/ML-GroupProject2

Repo for the second group project in the Fall 2017 EPFL Machine Learning course about sentiment analysis of tweets

Primary LanguageJupyter Notebook

ML-GroupProject2

Authors: Lia Bifano, Filippa Bång, Roman Bachmann

Files and Folders Overview

  • data.py: Helper file containing function to create a Kaggle submission csv
  • helpers.py: Helper file containing useful functions and classes
  • ./analysis/: Folder containing jupyter notebooks for the data analysis part
  • ./ensemble/: Folder containing the models and the ensembling script for the final submission
    • ensemble_models/: Folder containing pretrained pytorch neural networks for each ensemble model
    • model*.py: Training scripts to create, train and save all models
    • ensemble.py: Script combining all models and generating the final submission
  • ./models/: Folder where pretrained word2vec word vectors should be placed
  • ./sentiment/: Folder containing all models created in the iterative improvement process
    • sentiment_models/: Folder containing pretrained pytorch neural networks for each sentiment model
    • w2v_trainer.py: Script to generate the word2vec word vectors
    • sentiment*.py: Training scripts for the models that show our progress
  • ./twitter-datasets/: Folder where twitter training and testing data should be placed

Requirements

All code was only tested on macOS High Sierra (using only the CPU) and Ubuntu 14.04 (using a NVIDIA GTX 970).

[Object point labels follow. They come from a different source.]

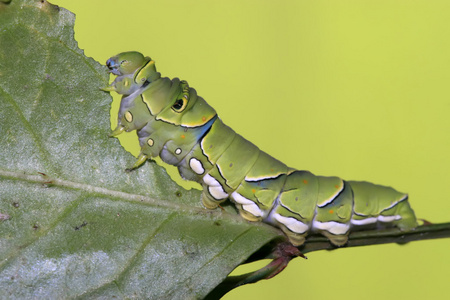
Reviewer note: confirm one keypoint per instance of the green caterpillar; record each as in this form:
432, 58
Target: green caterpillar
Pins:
174, 123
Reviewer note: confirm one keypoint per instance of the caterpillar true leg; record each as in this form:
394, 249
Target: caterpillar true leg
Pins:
173, 122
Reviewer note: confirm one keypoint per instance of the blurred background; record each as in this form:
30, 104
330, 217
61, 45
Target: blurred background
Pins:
358, 89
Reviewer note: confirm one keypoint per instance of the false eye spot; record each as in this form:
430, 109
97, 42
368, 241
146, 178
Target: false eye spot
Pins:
180, 105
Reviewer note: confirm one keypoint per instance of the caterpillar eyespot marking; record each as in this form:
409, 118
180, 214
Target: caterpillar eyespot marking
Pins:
228, 166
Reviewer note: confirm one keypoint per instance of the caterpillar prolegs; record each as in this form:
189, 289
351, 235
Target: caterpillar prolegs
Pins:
173, 122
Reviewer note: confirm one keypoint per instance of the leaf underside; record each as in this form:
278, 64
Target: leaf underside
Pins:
73, 223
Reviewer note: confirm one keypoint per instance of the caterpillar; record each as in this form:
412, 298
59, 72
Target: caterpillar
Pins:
173, 122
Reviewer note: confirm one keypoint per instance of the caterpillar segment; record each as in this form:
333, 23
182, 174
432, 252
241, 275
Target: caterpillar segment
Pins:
173, 122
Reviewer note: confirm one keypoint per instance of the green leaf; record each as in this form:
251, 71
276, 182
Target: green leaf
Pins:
73, 223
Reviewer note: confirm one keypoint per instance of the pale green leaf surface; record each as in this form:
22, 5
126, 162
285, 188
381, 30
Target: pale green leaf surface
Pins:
73, 223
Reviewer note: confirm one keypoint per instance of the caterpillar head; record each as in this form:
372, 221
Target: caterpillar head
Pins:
126, 63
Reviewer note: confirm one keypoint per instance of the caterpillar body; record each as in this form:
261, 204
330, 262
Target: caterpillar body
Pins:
173, 122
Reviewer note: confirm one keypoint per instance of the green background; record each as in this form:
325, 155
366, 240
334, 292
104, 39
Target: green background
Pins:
358, 89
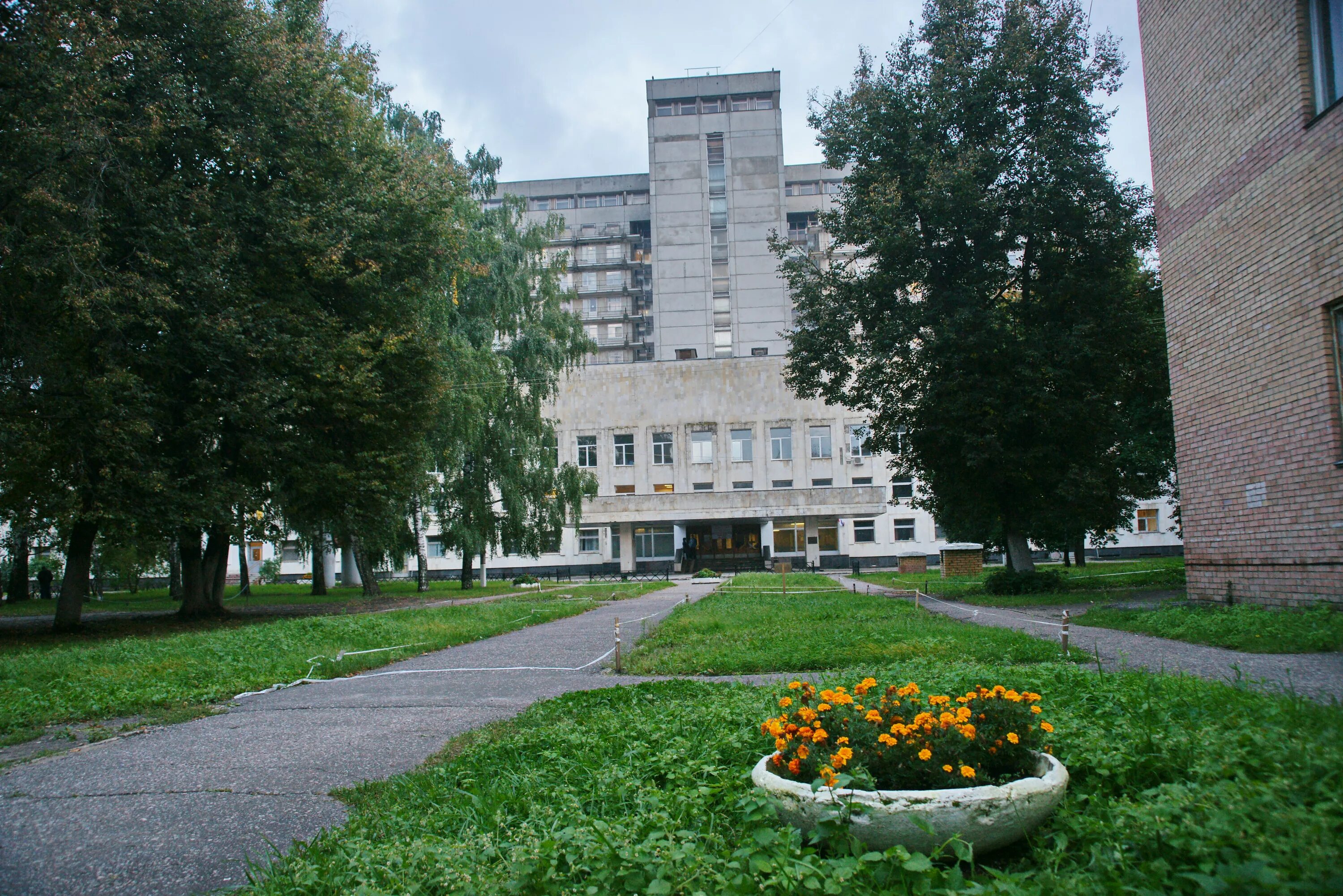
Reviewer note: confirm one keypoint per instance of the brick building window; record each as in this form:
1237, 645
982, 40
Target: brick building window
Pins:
1326, 53
1337, 316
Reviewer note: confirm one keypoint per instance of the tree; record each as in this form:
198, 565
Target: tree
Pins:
996, 320
500, 483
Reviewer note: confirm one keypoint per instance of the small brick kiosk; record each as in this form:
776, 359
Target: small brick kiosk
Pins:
962, 558
914, 562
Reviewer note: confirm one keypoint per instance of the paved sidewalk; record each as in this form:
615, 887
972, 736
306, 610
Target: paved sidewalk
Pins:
1315, 675
179, 809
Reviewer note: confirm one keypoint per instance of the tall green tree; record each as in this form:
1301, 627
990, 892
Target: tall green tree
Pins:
499, 483
996, 320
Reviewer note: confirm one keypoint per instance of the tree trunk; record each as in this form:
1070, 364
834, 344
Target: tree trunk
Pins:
421, 549
202, 573
366, 572
244, 580
74, 586
320, 563
174, 572
1018, 553
217, 561
19, 566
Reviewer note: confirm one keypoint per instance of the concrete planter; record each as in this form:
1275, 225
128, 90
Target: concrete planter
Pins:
988, 817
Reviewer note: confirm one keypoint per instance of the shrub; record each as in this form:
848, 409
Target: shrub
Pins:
269, 572
1009, 581
902, 741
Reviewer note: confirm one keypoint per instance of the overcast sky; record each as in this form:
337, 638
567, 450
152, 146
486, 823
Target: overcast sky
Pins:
556, 89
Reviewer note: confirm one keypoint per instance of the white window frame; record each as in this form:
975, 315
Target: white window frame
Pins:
586, 446
622, 444
822, 446
663, 452
742, 448
701, 448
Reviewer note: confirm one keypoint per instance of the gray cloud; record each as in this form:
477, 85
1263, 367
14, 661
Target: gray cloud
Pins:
558, 89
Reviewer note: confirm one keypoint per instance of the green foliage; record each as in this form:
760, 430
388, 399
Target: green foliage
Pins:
1009, 581
996, 324
269, 572
49, 679
744, 632
1178, 786
1240, 628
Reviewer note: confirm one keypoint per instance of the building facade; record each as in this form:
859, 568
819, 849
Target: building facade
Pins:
1247, 140
681, 411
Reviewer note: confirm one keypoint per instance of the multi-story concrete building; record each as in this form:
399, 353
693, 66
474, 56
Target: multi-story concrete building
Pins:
681, 411
1247, 139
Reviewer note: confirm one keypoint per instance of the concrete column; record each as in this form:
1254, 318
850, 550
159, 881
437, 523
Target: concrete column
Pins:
813, 547
348, 569
626, 547
327, 562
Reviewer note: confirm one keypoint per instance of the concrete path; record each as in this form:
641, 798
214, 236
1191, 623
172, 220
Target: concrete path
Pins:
1315, 675
180, 809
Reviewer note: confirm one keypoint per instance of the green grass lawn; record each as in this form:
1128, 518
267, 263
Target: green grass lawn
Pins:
740, 631
1178, 786
1098, 581
167, 668
1241, 627
289, 593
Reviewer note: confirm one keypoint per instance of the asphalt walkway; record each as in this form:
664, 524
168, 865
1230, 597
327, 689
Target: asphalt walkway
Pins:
180, 809
1314, 675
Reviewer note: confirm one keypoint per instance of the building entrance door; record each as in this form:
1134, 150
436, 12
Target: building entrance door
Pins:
732, 542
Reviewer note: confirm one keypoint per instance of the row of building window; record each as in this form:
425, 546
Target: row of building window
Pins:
812, 187
591, 201
711, 105
742, 442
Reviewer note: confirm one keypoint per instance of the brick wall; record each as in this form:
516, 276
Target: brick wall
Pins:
962, 563
1249, 205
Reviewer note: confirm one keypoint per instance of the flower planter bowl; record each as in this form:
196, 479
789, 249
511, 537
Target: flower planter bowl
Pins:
988, 817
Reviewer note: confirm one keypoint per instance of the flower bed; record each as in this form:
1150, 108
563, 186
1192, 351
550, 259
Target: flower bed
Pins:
900, 739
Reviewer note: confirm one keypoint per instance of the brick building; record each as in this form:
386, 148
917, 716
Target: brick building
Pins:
1247, 140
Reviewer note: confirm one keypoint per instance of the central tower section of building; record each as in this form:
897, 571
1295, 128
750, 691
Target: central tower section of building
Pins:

Please run all files using the following dependencies:

  • Python 3.5.4
  • numpy (1.13.3)
  • scipy (0.19.1)
  • scikit-learn (0.19.0)
  • gensim (3.1.0)
  • Cython (0.27.3)
  • PyTorch (0.3.0.post4)

If you have an NVIDIA GPU, it is recommended to install the following libraries to severely speed up the training:

  • PyTorch with CUDA enabled
  • PyTorch with CUDNN enabled

How to compute the final submission

  1. Download the train_neg_full.txt, train_pos_full.txt and test_data.txt files from the epfml17-text Kaggle competition and place them in the ./twitter-datasets/ folder.
  2. From Google Drive (186MB), download the word2vec word vectors and place the unziped files twitter_word_vectors.bin and twitter_word_vectors.bin.syn0.npy inside the ./models/ folder. To check the last modified date on Google Drive, log in with your google account and at the top right open the "Details" menu in the "More actions" menu.
  3. Install all the above mentioned required libraries.
  4. cd ensemble
  5. python ensemble.py

Description of ./ensemble/ensemble.py

ensemble.py loads the twitter datasets, the word2vec word vectors and computes the tf-idf scores. It then loads all trained models and computes predictions on the train and test data. It uses the predictions of the train data to train a random forest. In the end, it outputs the ensembling of all models as a Kaggle csv submission file.

Since ensemble.py does not do any training of neural networks itself and merely loads the pretrained models, it does not need a GPU to run efficiently.

Approximate runtime on CPU: 20 minutes

Description of ./ensemble/model*.py

All model*.py files train a model used in the ensemble model. We trained model 2 ten times with different seeds.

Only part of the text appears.